Labour MP David Lammy said: “What a pathetic response from a barrister. No-one should be discriminated against because of their race, or because their hair is different. You shame the Bar and undermine your profession.”

(Kate Williams)
Ruby Williams won an out-of-court settlement after her school repeatedly sent her home because of her hair. (Kate Williams)

But Holbrook told Yahoo News UK on Tuesday: “My tweet drew attention to a serious political issue, namely the way that children of colour have been able to undermine school uniform policies by requiring them to be adapted to accommodate cultural difference.

“The charge of ‘racism’ is often used today to silence any criticism of ‘multiculturalism’.

“The attempt to cancel me, that is being led by the left on Twitter, shows how difficult it is to have a reasoned debate on issues connected with race.

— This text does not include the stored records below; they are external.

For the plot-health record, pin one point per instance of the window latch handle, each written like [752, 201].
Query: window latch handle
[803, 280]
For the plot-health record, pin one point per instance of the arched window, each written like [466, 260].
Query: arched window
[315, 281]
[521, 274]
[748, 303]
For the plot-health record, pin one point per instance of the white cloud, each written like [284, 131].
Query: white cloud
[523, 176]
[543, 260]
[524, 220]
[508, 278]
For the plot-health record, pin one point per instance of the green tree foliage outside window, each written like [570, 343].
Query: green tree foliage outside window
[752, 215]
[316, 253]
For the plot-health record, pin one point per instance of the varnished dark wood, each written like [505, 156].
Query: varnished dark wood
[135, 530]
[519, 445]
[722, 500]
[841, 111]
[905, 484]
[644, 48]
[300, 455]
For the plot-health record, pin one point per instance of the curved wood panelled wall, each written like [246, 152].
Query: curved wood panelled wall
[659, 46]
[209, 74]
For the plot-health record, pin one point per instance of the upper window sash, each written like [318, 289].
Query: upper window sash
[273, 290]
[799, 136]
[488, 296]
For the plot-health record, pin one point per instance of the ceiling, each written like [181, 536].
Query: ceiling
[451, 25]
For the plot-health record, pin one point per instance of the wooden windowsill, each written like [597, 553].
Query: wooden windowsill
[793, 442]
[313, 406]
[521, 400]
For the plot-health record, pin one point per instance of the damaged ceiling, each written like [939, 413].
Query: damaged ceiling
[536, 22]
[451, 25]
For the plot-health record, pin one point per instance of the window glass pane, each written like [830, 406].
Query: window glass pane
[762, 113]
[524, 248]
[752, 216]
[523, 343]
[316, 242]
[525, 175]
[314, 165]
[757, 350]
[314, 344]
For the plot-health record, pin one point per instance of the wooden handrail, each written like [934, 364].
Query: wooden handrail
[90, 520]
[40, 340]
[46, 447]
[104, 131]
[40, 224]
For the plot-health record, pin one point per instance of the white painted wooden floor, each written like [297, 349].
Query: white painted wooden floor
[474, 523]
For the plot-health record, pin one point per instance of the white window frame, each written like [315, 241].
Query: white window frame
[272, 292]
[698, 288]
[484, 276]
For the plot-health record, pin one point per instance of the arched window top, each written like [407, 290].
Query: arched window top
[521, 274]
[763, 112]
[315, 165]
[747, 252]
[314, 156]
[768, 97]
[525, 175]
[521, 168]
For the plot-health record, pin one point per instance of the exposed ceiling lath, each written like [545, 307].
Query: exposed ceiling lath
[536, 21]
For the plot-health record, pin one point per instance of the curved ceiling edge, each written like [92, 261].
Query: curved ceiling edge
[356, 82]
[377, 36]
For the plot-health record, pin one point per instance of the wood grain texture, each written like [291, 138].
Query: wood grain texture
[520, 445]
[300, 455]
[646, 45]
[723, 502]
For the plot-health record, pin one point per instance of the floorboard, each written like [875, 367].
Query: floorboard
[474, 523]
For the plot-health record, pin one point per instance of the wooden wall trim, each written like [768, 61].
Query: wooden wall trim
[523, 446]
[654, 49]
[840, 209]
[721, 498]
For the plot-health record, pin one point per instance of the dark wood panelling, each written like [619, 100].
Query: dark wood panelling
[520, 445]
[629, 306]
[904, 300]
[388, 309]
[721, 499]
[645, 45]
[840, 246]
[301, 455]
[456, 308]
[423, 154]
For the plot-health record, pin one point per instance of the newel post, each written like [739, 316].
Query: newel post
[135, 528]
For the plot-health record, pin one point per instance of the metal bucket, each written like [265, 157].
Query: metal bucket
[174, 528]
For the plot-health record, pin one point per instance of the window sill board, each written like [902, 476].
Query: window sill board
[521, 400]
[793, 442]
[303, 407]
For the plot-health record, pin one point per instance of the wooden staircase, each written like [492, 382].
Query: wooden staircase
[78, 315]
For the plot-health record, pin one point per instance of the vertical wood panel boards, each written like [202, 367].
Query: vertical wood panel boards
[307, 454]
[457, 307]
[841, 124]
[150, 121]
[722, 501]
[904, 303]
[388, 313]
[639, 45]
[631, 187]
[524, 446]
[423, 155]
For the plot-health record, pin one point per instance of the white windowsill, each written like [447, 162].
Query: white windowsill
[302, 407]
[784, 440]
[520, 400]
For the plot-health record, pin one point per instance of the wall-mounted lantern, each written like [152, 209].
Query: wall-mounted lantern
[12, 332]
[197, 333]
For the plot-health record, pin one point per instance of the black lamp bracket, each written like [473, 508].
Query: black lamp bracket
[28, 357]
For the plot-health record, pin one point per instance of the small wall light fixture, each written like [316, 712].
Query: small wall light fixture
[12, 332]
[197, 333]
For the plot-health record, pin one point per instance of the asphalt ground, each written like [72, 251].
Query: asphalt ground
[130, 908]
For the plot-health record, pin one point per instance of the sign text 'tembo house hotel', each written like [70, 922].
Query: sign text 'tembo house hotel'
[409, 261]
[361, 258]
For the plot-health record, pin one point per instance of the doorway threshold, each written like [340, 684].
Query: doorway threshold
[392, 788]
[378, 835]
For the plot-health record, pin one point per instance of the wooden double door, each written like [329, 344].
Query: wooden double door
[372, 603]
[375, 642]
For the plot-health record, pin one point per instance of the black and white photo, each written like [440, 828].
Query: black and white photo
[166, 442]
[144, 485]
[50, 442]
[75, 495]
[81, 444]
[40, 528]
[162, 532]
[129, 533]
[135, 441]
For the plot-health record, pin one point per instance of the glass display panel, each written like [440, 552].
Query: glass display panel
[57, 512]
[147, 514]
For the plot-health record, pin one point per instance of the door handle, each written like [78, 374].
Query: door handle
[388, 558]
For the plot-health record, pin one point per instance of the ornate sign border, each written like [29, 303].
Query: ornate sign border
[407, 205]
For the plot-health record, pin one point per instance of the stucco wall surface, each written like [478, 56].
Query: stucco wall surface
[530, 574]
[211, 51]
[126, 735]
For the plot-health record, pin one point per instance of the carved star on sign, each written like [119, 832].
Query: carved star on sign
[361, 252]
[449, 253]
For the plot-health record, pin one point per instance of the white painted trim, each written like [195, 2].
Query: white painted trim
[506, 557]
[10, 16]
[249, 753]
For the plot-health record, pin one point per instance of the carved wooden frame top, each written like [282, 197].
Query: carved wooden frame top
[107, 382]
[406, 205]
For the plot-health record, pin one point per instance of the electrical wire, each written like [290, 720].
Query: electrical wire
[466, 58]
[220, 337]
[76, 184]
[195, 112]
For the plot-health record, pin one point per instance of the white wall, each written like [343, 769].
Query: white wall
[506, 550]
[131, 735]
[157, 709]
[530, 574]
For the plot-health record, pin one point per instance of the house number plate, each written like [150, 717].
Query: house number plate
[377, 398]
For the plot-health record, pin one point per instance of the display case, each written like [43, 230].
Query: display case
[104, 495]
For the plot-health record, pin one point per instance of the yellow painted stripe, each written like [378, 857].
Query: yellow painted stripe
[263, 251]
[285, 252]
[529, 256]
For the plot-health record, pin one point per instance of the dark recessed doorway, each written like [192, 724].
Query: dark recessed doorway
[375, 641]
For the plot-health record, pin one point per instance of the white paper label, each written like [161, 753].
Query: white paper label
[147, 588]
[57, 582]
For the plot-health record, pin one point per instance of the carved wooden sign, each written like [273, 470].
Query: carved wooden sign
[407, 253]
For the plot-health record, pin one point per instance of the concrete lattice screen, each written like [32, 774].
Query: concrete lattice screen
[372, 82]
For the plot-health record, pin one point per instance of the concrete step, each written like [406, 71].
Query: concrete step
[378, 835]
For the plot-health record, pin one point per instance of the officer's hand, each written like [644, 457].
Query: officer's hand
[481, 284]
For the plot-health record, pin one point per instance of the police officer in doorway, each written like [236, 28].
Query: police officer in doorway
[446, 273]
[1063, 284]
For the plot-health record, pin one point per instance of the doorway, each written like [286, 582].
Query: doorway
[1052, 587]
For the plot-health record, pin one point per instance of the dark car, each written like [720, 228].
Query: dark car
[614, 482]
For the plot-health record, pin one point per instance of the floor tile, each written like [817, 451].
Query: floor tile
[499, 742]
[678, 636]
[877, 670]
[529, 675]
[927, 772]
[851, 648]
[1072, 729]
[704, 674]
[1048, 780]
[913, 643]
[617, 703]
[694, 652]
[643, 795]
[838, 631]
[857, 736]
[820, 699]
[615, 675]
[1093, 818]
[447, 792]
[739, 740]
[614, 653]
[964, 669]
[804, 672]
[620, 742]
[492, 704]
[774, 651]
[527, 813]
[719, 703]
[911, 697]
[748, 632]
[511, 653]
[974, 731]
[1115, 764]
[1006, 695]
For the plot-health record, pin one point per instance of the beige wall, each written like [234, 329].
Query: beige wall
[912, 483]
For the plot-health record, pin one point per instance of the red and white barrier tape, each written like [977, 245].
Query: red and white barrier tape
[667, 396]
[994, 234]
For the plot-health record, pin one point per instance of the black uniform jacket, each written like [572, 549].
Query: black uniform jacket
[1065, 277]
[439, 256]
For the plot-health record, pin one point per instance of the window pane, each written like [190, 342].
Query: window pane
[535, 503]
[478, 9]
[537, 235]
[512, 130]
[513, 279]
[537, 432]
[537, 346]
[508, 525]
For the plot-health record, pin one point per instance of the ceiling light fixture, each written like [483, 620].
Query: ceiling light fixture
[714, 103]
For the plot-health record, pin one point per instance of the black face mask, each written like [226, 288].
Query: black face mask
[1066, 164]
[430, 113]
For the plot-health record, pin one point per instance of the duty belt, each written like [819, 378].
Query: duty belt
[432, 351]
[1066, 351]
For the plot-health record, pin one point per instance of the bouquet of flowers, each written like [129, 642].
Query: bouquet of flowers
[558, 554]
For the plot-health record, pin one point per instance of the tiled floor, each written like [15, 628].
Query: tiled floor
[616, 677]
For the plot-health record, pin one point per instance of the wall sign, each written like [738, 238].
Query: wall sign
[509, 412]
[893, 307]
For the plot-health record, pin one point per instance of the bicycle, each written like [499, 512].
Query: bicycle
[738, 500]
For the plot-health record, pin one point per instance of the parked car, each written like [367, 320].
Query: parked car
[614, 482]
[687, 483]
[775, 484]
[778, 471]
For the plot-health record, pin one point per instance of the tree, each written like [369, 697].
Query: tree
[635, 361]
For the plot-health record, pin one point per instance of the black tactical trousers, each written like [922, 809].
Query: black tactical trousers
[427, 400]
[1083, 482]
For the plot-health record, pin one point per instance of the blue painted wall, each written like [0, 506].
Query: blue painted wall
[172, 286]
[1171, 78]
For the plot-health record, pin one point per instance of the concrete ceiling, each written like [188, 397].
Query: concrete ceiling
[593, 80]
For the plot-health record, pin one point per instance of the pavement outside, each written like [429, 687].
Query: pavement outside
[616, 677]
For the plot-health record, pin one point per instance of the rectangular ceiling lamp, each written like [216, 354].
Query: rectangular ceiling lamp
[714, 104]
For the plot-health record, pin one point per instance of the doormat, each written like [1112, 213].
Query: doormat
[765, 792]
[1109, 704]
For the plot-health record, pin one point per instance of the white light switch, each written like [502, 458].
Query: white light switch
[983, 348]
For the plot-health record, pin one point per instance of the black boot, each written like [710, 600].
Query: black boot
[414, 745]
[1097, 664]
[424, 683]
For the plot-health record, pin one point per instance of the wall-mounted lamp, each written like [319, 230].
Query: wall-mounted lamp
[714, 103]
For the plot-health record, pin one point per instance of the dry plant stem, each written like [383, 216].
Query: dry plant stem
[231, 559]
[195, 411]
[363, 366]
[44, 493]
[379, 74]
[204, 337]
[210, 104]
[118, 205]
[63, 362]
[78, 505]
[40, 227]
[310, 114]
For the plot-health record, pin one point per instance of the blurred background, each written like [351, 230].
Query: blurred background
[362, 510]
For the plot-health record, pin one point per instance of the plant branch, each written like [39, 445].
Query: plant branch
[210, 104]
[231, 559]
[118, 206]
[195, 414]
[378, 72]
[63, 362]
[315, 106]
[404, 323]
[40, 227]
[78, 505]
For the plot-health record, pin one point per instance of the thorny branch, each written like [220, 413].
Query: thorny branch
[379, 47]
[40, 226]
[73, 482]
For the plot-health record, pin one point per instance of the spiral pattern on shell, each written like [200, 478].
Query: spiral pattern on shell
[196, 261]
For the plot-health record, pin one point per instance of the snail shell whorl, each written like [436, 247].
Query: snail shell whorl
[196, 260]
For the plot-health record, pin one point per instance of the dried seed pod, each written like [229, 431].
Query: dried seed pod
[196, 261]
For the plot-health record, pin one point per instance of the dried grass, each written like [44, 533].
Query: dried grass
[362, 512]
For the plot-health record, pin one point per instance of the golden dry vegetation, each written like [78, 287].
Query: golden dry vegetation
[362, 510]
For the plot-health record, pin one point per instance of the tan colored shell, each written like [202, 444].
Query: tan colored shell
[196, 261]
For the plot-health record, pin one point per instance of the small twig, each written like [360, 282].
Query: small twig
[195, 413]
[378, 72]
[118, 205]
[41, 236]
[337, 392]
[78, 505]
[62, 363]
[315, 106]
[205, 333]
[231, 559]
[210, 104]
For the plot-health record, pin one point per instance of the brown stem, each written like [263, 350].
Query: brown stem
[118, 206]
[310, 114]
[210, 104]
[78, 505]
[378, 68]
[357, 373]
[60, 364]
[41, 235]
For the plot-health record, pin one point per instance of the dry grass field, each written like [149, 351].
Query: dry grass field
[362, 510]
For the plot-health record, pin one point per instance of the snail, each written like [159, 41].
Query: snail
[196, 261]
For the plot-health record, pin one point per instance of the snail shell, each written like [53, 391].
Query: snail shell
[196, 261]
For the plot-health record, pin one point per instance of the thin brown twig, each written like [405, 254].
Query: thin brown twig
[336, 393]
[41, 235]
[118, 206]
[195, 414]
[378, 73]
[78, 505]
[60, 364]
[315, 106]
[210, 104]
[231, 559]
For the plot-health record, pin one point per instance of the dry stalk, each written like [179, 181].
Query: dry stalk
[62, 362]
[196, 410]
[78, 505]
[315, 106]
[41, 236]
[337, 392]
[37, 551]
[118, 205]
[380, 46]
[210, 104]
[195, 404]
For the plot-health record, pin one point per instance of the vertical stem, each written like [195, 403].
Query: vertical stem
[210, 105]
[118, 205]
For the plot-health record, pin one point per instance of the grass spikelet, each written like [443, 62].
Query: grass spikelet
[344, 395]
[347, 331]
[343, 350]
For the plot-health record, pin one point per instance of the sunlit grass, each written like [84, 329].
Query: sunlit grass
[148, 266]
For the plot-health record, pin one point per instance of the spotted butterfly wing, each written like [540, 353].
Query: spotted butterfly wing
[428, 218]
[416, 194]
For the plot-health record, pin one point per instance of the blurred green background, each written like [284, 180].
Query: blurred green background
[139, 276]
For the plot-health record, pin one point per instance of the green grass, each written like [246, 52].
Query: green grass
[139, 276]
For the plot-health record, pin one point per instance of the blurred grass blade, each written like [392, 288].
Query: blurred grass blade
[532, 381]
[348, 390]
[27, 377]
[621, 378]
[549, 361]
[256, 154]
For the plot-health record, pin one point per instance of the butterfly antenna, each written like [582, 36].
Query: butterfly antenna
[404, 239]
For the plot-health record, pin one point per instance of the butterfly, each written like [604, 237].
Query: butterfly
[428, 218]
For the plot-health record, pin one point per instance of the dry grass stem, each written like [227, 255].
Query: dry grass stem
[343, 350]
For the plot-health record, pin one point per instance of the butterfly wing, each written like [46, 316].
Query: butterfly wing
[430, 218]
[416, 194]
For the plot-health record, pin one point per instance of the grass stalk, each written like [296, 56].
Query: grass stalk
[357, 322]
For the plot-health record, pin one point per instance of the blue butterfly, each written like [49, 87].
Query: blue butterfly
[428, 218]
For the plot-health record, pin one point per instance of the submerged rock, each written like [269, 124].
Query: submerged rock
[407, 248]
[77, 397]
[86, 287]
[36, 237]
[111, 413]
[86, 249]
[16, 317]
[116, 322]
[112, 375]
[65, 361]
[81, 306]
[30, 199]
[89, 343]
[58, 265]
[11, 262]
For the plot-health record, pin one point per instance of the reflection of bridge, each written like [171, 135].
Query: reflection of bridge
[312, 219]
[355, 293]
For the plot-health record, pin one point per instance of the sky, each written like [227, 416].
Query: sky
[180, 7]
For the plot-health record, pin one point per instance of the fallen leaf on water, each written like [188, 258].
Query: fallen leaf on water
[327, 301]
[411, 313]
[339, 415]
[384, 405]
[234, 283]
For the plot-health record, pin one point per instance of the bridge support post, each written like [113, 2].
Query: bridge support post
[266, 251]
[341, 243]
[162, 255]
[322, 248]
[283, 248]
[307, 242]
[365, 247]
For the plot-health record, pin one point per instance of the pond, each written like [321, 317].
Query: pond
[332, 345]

“There are many activists who want to silence those who criticise laws that encourage cultural difference. When people are silenced, this is not good for democracy.”

(Cornerstone Barristers)
Barrister Jon Holbrook has refused to delete his tweet despite calls to do so from members of the legal profession. (Cornerstone Barristers)

Holbrook’s chambers, Cornerstone Barristers, said they had asked him to delete his tweet.

“We want to make it very clear that Cornerstone Barristers repudiates the contents of the tweet and all that it insinuates,” it said.

“The contents of the tweet do not in any way reflect the views of Cornerstone Barristers.

“The individual has been asked to delete the tweet immediately and permanently and we are undertaking an urgent internal investigation into the matter.”

The Bar Standards Board said it “does not comment as to whether or not it has received any information about potential misconduct by a barrister regardless of how any information comes to our attention”.